Aufführungen, Podiumsdiskussionen, Gespräche

29 JAN – 7 FEB 2026

PREMIÈRES

Festival für den europäischen Theaternachwuchs

Auch wenn sich die europäischen Nachwuchskünstler:innen mit derselben Gegenwart und deren Herausforderungen konfrontiert sehen, stellen sie keine einheitliche Generation dar, ob sie nun X, Z... oder A heißt. Wie wäre das auch möglich, angesichts ihrer unterschiedlichen Alltagsrealitäten, Lebenswege und wohl auch Selbstwahrnehmungen, die sich von Land zu Land und je nach Theaterkultur unterscheiden.

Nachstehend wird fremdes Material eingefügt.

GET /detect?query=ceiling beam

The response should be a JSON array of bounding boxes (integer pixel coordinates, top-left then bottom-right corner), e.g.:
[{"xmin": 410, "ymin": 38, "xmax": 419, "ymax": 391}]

Und dennoch zeigen sich die jungen Theatermacher:innen im Rahmen des Festivals PREMIÈRES in einem Punkt einig: Sie widersetzen sich der Sklerose von Hoffnungslosigkeit, die immer droht. Hierarchien und Machtmechanismen? Nisten überall, sie müssen dementsprechend in all ihren Formen in Frage gestellt werden. Ungleichheit und Diskriminierung? Sind von Gesellschaften gemacht, also lasst uns sie gut überlegt dekonstruieren. Beweglichkeit und Zuversicht? Sind unverzichtbar, um mit gemeinsamen Zukunftsideen experimentieren zu können.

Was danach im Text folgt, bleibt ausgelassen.